Here’s Everything You Should Know About Hilden
There are some places that feel ‘wow’ once visited though not so popular. This can happen with Hilden, the fourth largest city in the District of Mettmann in Germany. It is a small but beautiful destination that attracts tourists. There is so much to do here and it offers so many places you can explore for an amazing experience. Hilden has no villages or suburban districts but a compact urbanized city center and borders some woods. Here are some of the most important facts you should know about this city.
The city was already named in the 11th century in written records. A church was set up in the middle of the early settlement in the 13th century which became a Protestant during the reformation and another church was built for the Catholics. The memorial contains the list of soldiers who died in the world wars. Refugees from East Germany took shelter in Hilden after the war doubling its population. After the 1960s, a large number of immigrant workers have been employed in different industries in the city. The economical expansion in the later decades led to the further growth of Hilden.
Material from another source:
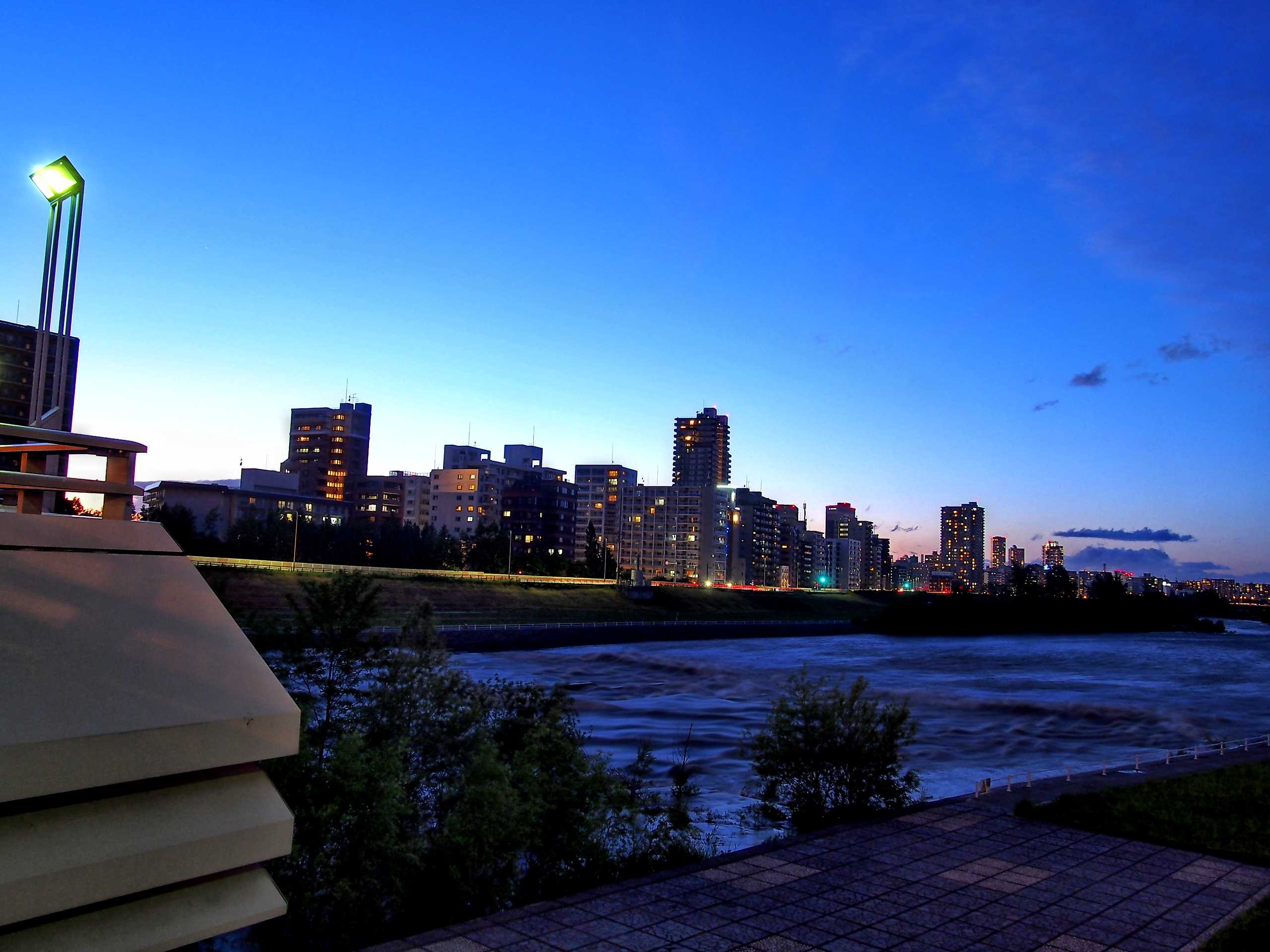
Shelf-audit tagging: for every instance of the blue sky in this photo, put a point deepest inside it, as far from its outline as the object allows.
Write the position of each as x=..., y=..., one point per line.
x=877, y=238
Before the 60s, Hilden had a traditional tram connecting the city in three directions with stations. This tram was one of those that operated on a meter-gauge track and was a tourist attraction. Over time, trams were replaced by buses. The station has local trains going in the three directions stopping at newly built stations. The city can also be accessed by nearby freeways. The main street in Hilden was converted into a pedestrian zone.
The city once hosted a number of textile factories, metallurgic and pharmaceutical companies and paint enterprises. Many of them were closed after the crisis of the 80s. Today, Hilden harbors flourishing companies in the sectors of logistics and technology and many other businesses. The leading businesses in Hilden include the headquarters of Qiagen and 3M for Germany.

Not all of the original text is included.